Second, we assessed how wastewater surveillance could enable reductions in the number of participants within survey rounds and thus contribute to greater cost efficiencies in prevalence surveys. Across each of the varying reduced survey round totals, relative to the spatially-smoothed prevalence levels (see Materials and Methods), we observed a consistent trend of wastewater-model-based estimates improving upon the corresponding reduced-survey-based prevalence estimates. Within each round, the average MAE expectedly declined as the survey round sample size totals increased for both the reduced-survey-only and combined survey-wastewater environments, although the wastewater model consistently improved upon the reduced survey for almost every round and survey sample size total. Indeed, irrespective of the choice of smoothing method (Kriging model or kernel smoothing) and whether we attempted to spatially smooth prevalence estimates from reduced survey totals (with and without wastewater), wastewater-based modelling improved the accuracy of prevalence estimates from reduced surveys.
Discussion
Our spatiotemporal analysis provides a detailed evidence synthesis of the utlity of WBE. We identify that WBE alone is insufficient for high-resolution monitoring of SARS-CoV-2 prevalence without concurrent prevalence surveys, whilst reliable wastewater-based prevalence monitoring at a coarse spatial resolution is contingent on recent calibrating community prevalence surveys. However, wastewater-based modelling can play an important complementary role in improving the cost efficiency of prevalence surveys by filling gaps in spatial coverage of prevalence surveys or by enhancing accuracy of reduced-size surveys. Therefore, appropriateness of WBE is dependent on the use case (WBE alone or complementary to prevalence surveys), spatial resolution (coarse or fine), and concurrent epidemic dynamics (such as vaccination and variants).

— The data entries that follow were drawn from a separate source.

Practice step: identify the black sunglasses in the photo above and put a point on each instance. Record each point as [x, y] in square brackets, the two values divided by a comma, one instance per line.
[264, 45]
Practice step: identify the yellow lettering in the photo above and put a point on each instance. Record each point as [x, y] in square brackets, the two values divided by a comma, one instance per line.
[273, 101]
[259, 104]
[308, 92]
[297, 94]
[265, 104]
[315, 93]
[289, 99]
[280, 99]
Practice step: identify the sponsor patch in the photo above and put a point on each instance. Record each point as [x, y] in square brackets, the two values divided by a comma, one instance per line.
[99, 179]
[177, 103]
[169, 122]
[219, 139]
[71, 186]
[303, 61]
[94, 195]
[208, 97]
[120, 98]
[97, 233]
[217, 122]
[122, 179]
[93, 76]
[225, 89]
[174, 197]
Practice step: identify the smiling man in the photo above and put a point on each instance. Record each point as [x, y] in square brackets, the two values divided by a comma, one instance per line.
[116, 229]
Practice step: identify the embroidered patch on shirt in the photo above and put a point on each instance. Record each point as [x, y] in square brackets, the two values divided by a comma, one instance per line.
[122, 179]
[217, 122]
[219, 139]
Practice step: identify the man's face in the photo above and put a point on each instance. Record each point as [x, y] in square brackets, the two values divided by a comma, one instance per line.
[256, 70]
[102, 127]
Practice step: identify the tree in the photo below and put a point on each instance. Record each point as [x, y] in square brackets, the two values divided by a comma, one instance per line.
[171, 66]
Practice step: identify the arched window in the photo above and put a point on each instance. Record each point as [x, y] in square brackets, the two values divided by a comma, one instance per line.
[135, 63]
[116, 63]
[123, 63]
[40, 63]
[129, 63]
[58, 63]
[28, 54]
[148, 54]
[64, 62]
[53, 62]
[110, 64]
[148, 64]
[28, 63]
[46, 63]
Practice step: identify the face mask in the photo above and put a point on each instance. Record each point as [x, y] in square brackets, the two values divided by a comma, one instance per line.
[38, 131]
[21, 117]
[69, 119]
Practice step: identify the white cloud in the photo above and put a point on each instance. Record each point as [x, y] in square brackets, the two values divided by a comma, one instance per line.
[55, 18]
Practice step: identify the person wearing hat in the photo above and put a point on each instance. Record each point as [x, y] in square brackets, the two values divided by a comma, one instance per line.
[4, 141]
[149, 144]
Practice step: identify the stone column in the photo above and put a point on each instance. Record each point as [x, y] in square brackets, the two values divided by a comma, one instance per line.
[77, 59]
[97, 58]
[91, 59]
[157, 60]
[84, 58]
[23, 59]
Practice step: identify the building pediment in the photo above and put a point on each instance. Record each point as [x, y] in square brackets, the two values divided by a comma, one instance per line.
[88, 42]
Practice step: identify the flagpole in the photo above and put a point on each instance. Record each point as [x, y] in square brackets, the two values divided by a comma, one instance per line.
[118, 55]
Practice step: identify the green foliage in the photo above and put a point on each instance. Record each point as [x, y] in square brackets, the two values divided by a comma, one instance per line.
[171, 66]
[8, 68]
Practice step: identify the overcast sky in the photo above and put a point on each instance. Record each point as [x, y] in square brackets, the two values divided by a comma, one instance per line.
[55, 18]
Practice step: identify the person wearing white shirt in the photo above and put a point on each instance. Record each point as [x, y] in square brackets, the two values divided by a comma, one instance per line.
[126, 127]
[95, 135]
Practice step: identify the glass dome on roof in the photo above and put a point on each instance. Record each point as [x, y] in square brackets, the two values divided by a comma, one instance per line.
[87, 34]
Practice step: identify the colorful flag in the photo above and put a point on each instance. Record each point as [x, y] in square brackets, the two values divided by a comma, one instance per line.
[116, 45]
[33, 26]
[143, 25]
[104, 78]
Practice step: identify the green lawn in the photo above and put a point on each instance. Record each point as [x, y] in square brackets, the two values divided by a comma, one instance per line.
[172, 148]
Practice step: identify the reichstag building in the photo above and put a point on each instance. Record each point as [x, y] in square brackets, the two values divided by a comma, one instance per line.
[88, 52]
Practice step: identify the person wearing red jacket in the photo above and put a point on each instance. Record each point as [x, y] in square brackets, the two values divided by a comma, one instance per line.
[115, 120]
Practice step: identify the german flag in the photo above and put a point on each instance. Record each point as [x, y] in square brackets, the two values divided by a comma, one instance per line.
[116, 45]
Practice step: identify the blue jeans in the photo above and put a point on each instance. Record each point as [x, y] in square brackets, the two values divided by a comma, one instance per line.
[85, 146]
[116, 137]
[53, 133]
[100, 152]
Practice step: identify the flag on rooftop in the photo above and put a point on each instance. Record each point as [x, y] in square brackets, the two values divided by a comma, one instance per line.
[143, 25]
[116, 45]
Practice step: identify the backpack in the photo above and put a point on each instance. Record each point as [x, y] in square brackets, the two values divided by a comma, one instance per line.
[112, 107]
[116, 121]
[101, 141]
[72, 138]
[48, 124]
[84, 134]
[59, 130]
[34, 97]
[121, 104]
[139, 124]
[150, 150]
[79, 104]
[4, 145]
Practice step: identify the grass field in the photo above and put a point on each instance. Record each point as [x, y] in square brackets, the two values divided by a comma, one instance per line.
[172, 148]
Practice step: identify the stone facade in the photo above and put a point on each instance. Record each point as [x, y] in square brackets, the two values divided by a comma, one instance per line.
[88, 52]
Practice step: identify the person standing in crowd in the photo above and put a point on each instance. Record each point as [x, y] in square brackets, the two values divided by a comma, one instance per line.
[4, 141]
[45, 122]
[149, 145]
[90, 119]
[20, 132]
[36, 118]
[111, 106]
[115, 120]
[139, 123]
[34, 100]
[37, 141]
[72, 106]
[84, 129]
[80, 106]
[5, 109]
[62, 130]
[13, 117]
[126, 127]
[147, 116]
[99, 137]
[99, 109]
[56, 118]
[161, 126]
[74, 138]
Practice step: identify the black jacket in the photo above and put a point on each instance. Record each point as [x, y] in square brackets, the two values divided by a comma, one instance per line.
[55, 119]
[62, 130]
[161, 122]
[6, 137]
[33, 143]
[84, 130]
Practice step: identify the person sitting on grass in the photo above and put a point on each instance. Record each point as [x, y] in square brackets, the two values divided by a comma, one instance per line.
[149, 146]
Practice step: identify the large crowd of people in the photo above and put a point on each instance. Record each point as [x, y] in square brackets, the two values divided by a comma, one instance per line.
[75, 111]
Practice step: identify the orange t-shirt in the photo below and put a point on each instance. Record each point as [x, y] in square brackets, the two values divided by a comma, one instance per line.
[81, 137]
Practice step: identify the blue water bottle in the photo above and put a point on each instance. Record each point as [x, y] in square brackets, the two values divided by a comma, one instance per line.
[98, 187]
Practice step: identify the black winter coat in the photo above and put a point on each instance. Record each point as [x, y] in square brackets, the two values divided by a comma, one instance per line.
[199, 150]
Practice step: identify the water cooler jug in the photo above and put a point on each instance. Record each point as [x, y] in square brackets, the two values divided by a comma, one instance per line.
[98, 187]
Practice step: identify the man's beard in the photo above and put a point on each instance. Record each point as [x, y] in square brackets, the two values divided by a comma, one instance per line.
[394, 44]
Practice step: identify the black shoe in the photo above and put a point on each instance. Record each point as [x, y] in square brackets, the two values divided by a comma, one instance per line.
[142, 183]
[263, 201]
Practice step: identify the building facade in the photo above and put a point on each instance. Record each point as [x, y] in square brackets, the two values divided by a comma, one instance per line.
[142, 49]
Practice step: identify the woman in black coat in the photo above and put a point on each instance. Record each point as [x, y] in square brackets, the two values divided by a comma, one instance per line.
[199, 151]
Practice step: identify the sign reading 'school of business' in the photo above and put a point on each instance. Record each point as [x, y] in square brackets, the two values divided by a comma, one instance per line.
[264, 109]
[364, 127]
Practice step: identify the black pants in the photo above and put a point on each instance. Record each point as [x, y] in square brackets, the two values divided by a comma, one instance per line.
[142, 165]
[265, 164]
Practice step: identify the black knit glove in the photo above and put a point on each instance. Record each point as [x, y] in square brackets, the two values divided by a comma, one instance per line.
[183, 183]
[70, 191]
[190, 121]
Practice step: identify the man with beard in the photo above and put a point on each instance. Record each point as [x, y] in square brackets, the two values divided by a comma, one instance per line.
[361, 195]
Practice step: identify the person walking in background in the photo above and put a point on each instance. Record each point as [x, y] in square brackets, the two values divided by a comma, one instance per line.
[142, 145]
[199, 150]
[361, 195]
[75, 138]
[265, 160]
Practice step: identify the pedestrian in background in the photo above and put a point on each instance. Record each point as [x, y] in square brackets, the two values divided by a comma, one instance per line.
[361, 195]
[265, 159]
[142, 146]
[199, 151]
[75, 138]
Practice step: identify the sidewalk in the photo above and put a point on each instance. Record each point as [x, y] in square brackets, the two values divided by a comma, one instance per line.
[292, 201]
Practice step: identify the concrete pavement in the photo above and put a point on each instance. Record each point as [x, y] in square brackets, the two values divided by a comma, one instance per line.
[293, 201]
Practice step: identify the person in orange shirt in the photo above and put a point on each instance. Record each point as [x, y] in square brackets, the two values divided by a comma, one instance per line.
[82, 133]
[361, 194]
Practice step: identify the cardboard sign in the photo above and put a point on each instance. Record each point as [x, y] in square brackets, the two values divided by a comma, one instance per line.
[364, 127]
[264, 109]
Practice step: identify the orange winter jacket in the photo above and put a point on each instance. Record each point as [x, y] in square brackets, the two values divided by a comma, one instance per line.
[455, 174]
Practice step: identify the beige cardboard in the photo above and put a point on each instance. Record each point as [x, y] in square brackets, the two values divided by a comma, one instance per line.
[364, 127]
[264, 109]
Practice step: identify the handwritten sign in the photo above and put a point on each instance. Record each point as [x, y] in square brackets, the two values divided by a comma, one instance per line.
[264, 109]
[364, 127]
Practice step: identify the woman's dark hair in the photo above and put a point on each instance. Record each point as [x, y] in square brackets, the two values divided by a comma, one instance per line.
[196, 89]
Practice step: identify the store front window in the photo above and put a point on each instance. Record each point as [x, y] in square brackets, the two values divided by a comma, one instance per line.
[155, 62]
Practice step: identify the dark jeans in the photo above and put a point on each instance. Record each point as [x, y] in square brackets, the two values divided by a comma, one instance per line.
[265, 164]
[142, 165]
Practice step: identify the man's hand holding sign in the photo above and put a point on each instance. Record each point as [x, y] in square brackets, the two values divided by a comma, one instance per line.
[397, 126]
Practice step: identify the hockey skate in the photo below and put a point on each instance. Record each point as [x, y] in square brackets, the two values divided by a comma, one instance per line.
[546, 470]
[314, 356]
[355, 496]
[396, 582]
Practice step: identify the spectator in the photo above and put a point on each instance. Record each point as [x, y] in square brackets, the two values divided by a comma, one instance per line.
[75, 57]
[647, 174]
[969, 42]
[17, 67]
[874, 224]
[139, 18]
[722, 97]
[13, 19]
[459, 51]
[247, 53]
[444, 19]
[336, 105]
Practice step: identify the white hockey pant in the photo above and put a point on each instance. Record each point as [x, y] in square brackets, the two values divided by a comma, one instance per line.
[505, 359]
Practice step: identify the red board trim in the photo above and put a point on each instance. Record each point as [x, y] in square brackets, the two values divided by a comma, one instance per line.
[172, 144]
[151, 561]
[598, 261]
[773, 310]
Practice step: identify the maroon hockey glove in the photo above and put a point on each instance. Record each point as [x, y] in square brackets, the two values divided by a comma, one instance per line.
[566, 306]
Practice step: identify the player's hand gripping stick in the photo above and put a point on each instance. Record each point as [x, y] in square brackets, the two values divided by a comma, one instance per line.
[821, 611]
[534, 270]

Looking at the ratio of SARS-CoV-2 prevalence in the population to (log-transformed) viral particle concentration in wastewater reinforced the idea that there are two key factors at work in the temporally-evolving prevalence-to-wastewater relationship; i) levels of vaccination coverage and ii) differences in faecal shedding according to predominant variants. Reduced population-level faecal shedding in the aftermath of widespread vaccination is consistent with findings from community-based wastewater surveillance of COVID-19 in educational facilities [19]. Furthermore, variant-specific faecal shedding rates (specifically lower shedding rates during the Omicron period) may have led to breakdowns in the relationship between wastewater concentrations and prevalence. However, the additional breakdowns in the relationship at the beginning of the Omicron wave cannot be disentangled from the greater background vaccination and immunity, compared to previous waves. Indeed, changes in the relationship had already been observed in the preceding months (from September 2021), possibly due to changes to the dominant SARS-CoV-2 variant (as the Delta variant became dominant in the English population) [14]. Nevertheless, similar indications of reduced faecal shedding during the Omicron wave were observed in a community-based analysis of wastewater in the United States [20]. While our findings are at the population (rather than individual) level, they are consistent with clinical data for the Omicron variant which indicate preferential infection of the upper airway, selective reduction in Omicron infectivity in the intestinal tract, as well as lower viral loads and shorter duration of respiratory shedding, compared to the Delta variant [16, 17, 18, 21].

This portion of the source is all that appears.